Hi all,
I am trying to decode the SAM MM and ML tags read by read and create a table of methylation locations on that read. For example, from an aligned sam file:
Nanopore_Sequence_Example 4 * 0 0 * * 0 0
GTTATGTAACCTACTTGGTTCCATTACGTATTGCTGGTGCTGAAGATTGTAGGTGTCTTTGTGCAGAGTGTATGATATACACGGCGGTGCTGAAGAAAGTTATTGCGGGTGTATTTGTGCAGAAGTATATGATGTGCGCGGGCGGAGGTGCTGAAGAAAGTTGTCGGTGTCTTTGTGCAGAAGTATATGATGGCGAGGTGTTGAAGAAAGTTGTCGGTGTCTTTGTGCAGAAGTATATGATGTGCGCGGGCGGATCCGCCCGCGCATCCTTCTGCGCAAT
"&+*+*)$#$%'&&')%&'(,)))*1555:>B@7777BBCD10.*.%%&)$$$*14//0.,.-..'(%(%&''..211--'$$%&+))56<;;998:44892.-,+)('&*)'&&((,++/0064:385566;>A>=6@<@AA?;:::=>>?==7=?@=<>>;BA@??@?=:;;;7011+,,).-,++++-&$$%)(,)*,)$%'(((&&'(&&%%%&+0///20877656??BAA@@ABBEFGC>=57793222532110,50-++$$$%&),,,+())
rl:i:0
MM:Z:C+h?,5,5,0,1,1,0,0,1,2,0,2,0,0,1,2,0,4;C+m?,5,5,0,1,1,0,0,1,2,0,2,0,0,1,2,0,4;
ML:B:C,159,6,135,2,7,9,3,4,13,11,6,22,6,1,2,2,218,0,4,19,1,2,7,4,1,0,1,4,15,11,2,1,0,0
I'm trying to create a table/list that would look like this:
Read: Nanopore_Sequence_Example
Methylation position 1: 5mC Methylated
Methylation position 2: Unmethylated
Methylation position 3: 5hmC Methylated
I am new to methylation calling, any help would be amazing.

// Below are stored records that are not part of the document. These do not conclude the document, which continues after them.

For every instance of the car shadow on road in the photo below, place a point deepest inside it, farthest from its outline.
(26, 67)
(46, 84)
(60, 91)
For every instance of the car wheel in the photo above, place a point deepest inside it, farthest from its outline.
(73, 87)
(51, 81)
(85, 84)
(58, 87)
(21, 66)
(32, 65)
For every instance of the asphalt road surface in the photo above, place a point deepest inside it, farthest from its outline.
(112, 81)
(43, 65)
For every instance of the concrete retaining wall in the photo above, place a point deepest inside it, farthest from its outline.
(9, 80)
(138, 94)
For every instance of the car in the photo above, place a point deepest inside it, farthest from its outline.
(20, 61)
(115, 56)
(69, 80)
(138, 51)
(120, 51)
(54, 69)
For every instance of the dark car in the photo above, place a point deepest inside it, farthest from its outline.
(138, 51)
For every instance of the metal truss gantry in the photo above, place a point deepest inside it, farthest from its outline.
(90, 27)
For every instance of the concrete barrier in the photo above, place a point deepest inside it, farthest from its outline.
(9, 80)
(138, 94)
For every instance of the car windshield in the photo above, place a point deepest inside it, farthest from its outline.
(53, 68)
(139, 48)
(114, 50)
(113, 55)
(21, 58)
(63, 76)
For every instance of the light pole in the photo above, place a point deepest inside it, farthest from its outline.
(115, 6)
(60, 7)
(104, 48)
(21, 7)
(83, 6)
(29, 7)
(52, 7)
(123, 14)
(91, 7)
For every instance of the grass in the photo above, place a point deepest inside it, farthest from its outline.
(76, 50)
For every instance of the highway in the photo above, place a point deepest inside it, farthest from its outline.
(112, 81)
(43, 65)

I made changes to how I decode m6A events and updated links in the answer above. Python code is in a separate repository. Javascript code is a bit more fleshed out. Hopefully this is useful for others.
Seems pysam(0.22.0).modified_bases doesn't consider CIGAR though.
That's correct, the second step is to process the CIGAR string to further decode bases to the correct location.
You may try modkit program from Nanopore to get the indel considered. A powerful tool.